Se os mais cépticos precisam de números, demos-lhes números: diz o Jornal de Notícias de há poucos dias que «54 % da população activa estão sem trabalho, não constam nas listas dos centros de emprego mesmo estando desempregados, são subcontratados ou têm ligações precárias às entidades contratantes». Há outros números por onde escolher, do abandono escolar às crianças que passaram a ir para a escola de barriga vazia, dos doentes sem dinheiro para medicamentos aos velhos que deixaram de sair de casa porque já não podem pagar o passe. O problema dos números é que, por aparecerem todos os dias nos noticiários e por servirem de discórdia retórica no parlamento (onde há sempre um contraditório qualquer que os desmente parcialmente, deixando o resultado mais ou menos na mesma), começam a não produzir grande efeito. Lembrar que os números escondem pessoas de carne e osso é uma verdade de la palisse, mas ainda servirá para alguma coisa. Por cada pedaço dessas percentagens infames conhecemos alguns ou muitos rostos de gente sem trabalho, de gente com operações marcadas e sucessivamente adiadas, gente sem dinheiro para chegar ao fim do mês, gente que já prescindiu da electricidade e do gás e já não sabe onde cortar mais. E tudo isto enquanto banqueiros sem escrúpulos nos dizem que aguentamos, empresários que deslocaram os seus impostos para o estrangeiro nos dizem que devíamos ser empreendedores, governantes com pensões vitalícias nos dizem que os sacrifícios estão quase a valer a pena.

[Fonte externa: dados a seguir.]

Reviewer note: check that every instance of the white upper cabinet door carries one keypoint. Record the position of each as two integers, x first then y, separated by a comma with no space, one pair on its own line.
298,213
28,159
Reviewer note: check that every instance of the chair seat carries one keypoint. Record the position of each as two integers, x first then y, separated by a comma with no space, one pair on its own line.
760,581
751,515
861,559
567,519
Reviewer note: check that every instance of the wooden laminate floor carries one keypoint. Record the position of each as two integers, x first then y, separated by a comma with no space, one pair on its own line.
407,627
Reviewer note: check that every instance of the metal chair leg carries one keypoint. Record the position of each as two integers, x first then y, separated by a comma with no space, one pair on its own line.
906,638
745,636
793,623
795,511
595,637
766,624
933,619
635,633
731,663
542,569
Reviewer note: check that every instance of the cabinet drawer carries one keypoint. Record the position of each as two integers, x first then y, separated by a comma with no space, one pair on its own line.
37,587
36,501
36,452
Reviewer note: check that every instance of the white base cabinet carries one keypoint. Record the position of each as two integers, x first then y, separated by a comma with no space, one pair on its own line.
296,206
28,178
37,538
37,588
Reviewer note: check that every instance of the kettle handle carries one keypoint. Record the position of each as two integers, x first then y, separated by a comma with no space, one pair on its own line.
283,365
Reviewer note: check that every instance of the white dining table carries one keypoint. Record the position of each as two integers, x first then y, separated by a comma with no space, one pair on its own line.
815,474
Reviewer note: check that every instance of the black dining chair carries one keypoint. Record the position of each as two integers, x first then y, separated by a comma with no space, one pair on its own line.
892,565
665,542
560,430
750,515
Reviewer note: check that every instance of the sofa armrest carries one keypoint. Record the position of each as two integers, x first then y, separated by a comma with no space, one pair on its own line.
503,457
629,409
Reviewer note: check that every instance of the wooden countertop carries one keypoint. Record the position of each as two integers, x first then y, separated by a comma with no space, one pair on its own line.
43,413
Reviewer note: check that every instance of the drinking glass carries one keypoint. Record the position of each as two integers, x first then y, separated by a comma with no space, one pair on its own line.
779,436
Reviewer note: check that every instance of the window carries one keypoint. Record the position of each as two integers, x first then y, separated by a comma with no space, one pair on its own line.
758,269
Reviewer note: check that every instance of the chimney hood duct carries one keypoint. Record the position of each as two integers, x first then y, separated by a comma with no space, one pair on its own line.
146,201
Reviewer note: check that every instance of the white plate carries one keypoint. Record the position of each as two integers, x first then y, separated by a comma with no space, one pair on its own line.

Sabemos o que dizem os cépticos: que as manifestações não servem para nada. E sabemos o que dizem os paladinos do respeitinho muito lindo: que este governo foi eleito democraticamente e que não faz sentido andar na rua a pedir a sua demissão. Será preciso lembrar que aquela viagem às urnas de quatro em quatro anos, que os cépticos acreditam ser a nossa única forma de participar na democracia, serve para votar um programa de governo e não o conjunto de rostos que o vai executar? E será preciso lembrar que o último programa de governo escrutinado não previa esta austeridade, estes impostos ou esta chacina dos serviços públicos, e muito menos a entrega das nossas vidas à troika em troca de mais empréstimos?
Nos autocarros e nos cafés há quem brade contra a política e os políticos, colocando-se naquele patamar de pureza ingénua que assegura ausência de responsabilidade pelo futuro, em troca de um bode expiatório, neste caso a política, o mesmo bode expiatório que tantas vezes abriu portas aos paizinhos de uma qualquer verdade absoluta para que viessem tomar conta, por nós, daquilo que a nós diz respeito. Talvez não valha a pena repetir. Estamos cá, temos cabeça para pensar, palavras para discutir e voz para levantar.
Se as ruas ocupadas por milhares de vozes não dizem nada ao governo e à troika, não será por isso que a eficácia da ocupação das ruas se torna menor. Milhares de vozes a gritarem juntas produzem sempre algum efeito. Se o efeito é uma dor de cabeça ministerial ou um pequeno desvio no eixo de rotação da terra, não temos como saber antes de sair à rua, mas creio que o resultado mais importante, aquele que os telejornais não têm como medir, é a certeza sobre o que podemos fazer quando nos organizamos. Com isso havemos de fazer mais do que uma enorme manifestação, mas para já, comecemos por algum lado.